"Sit down!" commanded the brother.

It was customary with him to ask people to sit down whenever he intended to take them to task; he had them under him, then, and it was more easy to crush them—if necessary.

"Business? Are we doing business together?" he began. "I don't know anything about it. Are you doing business? Are you?"

"I only meant to say that I should like to know whether there's anything more coming to me?"

"What, may I ask? Do you mean money?" said Charles Nicholas, jestingly, allowing his brother to enjoy the scent of his good cigar. As the reply, which he did not want, was not forthcoming, he went on:

"Coming to you? Haven't you received everything due to you? Haven't you yourself receipted the account for the Court of Wards? Haven't I kept and clothed you since—to be strictly correct, haven't I made you a loan, according to your own wish, to be paid back when you are able to do so? I've put it all down, in readiness for the day when you will be earning your livelihood, a thing which you've not done yet."

"I'm going to do it now, and that's why I'm here. I wanted to know whether there's still anything owing to me, or whether I am in debt."

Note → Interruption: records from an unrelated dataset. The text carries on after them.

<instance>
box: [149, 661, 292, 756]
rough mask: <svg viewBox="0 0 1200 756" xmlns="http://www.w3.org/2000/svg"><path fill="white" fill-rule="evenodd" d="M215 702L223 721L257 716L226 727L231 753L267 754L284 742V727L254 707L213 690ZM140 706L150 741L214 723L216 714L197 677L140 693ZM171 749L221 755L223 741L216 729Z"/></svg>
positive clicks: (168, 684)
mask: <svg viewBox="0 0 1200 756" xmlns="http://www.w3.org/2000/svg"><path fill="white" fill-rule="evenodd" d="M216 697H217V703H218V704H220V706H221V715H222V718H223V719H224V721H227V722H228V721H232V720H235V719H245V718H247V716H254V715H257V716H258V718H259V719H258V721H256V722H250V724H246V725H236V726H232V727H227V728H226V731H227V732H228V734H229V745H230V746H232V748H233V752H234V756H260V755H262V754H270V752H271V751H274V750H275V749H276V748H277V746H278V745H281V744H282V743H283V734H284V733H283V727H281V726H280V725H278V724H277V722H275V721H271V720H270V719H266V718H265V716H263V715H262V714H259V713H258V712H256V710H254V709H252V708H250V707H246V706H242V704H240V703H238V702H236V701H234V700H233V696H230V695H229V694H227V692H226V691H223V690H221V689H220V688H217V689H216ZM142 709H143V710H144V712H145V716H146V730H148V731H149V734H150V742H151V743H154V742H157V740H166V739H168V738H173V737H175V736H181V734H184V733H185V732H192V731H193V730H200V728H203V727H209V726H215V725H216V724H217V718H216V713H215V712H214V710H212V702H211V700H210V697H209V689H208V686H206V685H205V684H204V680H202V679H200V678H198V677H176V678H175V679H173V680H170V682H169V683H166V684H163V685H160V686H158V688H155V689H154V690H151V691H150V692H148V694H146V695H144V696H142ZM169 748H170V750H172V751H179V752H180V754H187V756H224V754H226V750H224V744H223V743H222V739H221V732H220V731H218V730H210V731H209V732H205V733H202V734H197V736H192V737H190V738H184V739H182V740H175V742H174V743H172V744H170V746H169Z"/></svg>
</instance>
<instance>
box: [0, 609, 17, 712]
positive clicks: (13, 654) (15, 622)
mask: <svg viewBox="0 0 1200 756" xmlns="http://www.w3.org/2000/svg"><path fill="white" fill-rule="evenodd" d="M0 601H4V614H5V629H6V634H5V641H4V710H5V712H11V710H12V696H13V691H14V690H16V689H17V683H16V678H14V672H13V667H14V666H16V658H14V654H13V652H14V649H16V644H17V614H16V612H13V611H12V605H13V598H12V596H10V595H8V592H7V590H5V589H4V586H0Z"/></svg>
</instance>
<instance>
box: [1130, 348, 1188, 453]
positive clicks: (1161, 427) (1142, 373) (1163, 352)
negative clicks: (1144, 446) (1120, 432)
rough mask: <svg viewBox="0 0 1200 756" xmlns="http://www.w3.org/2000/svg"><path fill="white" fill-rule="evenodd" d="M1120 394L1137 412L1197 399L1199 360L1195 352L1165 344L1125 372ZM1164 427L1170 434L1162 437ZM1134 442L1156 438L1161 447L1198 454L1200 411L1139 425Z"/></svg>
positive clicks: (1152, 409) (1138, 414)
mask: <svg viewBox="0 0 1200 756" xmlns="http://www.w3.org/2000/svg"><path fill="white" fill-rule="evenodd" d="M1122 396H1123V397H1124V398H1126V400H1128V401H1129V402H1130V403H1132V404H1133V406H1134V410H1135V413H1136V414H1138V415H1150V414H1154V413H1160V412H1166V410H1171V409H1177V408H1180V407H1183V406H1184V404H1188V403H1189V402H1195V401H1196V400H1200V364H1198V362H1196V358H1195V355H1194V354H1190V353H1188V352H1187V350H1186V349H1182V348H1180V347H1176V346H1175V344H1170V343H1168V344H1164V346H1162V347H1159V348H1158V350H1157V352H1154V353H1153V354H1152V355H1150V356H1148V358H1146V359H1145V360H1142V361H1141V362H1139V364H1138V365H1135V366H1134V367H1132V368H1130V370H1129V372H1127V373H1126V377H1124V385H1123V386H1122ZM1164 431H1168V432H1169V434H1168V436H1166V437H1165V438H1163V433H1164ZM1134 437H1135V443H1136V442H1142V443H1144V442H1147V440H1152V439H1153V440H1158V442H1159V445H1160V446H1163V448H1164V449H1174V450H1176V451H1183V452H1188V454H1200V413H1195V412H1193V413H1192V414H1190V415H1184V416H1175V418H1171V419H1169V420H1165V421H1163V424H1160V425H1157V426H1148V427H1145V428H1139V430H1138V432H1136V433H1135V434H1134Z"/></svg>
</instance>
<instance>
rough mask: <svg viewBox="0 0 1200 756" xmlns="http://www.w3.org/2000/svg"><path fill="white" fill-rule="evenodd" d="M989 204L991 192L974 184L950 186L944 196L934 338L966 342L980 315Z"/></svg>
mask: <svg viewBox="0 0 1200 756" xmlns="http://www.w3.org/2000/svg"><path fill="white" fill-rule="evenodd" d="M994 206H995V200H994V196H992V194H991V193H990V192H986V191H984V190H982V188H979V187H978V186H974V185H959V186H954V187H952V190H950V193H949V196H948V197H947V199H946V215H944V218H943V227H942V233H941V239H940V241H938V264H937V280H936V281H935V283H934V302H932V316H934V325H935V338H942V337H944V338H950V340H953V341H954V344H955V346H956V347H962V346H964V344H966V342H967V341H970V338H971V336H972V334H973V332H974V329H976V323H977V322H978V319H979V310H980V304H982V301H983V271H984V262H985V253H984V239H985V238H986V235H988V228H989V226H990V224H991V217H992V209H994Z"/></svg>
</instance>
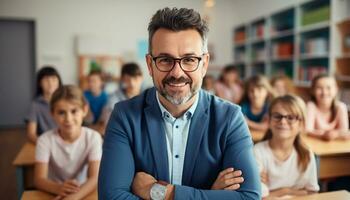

The brother cast a penetrating look at his victim, wondering whether he had any mental reservations. His creaking boots began stamping the floor on a diagonal line between spittoon and umbrella-stand; the trinkets on his watch-chain tinkled, a warning to people not to cross his way; the smoke of his cigar rose and lay in long, ominous clouds, portentous of a thunderstorm, between tiled stove and door. He paced up and down the room furiously, his head bowed, his shoulders rounded, as if he were rehearsing a part. When he thought he knew it, he stopped short before his brother, gazed into his eyes with a long, glinting, deceitful look, intended to express both confidence and sorrow, and said, in a voice meant to sound as if it came from the family grave in the churchyard of St. Clara's:

"You're not straight, Arvid; you're not straight."

Who, with the exception of Andersson, who was standing behind the door, listening, would not have been touched by those words, spoken by a brother to a brother, fraught with the deepest brotherly sorrow? Even Arvid, accustomed from his childhood to believe all men perfect and himself alone unworthy, wondered for a moment whether he was straight or not? And as his education, by efficacious means, had provided him with a highly sensitive conscience, he found that he really had not been quite straight, or at least quite frank, when he asked his brother the not-altogether candid question as to whether he wasn't a scoundrel.